Memberikan komentar atau mengkritik langkah pihak lain tentu saja hal yang biasa dalam kehidupan demokrasi. Karena bukan tidak mungkin sikap nyinyir dapat menjadi alat kontrol bagi pihak lain. sebagai bahan evaluasi dan pada akhirnya ditindaklanjuti dengan hal yang lebih baik. Dengan catatan kritik tadi bersifat konstruktif.
Nah, lain masalah jika kritik yang yang disampaikan hanya waton suloyo (asal berbeda). Sebuah kritik tanpa didukung data dan fakta yang valid. Jika hal ini yang terjadi, jelas sangat berbahaya. Apalagi disampaikan tanpa memberikan solusi yang masuk akal. Maka mungkin kata nyinyir pas untuk ditunjukkan pada pihak-pihak semacam ini.
Dalam kehidupan politik, posisi semacam ini biasanya berada pada pihak oposisi. Karena dalam hukum politik, setiap oposisi harus bersifat progresif dan reaktif terhadap apapun langkah penguasa. Masalah nanti ketika dia berkuasa menjadi bersifat defensif itu urusan nanti.

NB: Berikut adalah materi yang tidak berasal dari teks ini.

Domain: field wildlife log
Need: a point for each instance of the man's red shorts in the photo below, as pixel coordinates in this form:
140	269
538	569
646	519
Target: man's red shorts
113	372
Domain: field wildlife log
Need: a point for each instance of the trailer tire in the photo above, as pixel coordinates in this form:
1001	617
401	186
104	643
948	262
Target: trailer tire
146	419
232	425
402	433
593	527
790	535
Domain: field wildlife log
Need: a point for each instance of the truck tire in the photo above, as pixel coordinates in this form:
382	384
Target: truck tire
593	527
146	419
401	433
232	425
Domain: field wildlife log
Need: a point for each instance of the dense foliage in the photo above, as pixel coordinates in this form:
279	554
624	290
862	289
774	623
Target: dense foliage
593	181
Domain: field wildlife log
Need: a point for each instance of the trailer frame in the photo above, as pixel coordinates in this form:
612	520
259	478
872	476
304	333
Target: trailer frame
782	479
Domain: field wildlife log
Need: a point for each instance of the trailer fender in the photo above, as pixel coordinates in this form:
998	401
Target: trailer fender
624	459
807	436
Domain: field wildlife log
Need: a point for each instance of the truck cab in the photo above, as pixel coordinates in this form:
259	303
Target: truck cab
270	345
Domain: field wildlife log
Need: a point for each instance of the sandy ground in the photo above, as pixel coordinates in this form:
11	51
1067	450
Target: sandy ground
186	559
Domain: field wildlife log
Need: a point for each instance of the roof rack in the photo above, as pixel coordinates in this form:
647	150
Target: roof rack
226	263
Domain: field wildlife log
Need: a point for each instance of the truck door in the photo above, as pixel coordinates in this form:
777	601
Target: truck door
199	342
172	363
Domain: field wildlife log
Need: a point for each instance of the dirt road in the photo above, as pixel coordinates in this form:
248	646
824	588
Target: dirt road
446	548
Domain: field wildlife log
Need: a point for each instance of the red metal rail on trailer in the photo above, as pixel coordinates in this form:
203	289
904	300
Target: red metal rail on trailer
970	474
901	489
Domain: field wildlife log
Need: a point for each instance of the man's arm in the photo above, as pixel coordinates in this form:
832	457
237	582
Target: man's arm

Langkah semacam ini satu sisi merupakan bentuk pengawasan mereka pada penguasa. Mereka berperan sebagai watchdog, yang harus menggonggong saat ada sesuatu yang salah. Namun di sisi lain, sebenarnya sikap ini untuk menunjukkan eksistensi mereka. Karena keberadaan mereka akan terlihat oleh rakyat saat ia melakukan sesuatu, syukur-syukur mereka mengatasnamakan rakyat dalam tindakan mereka.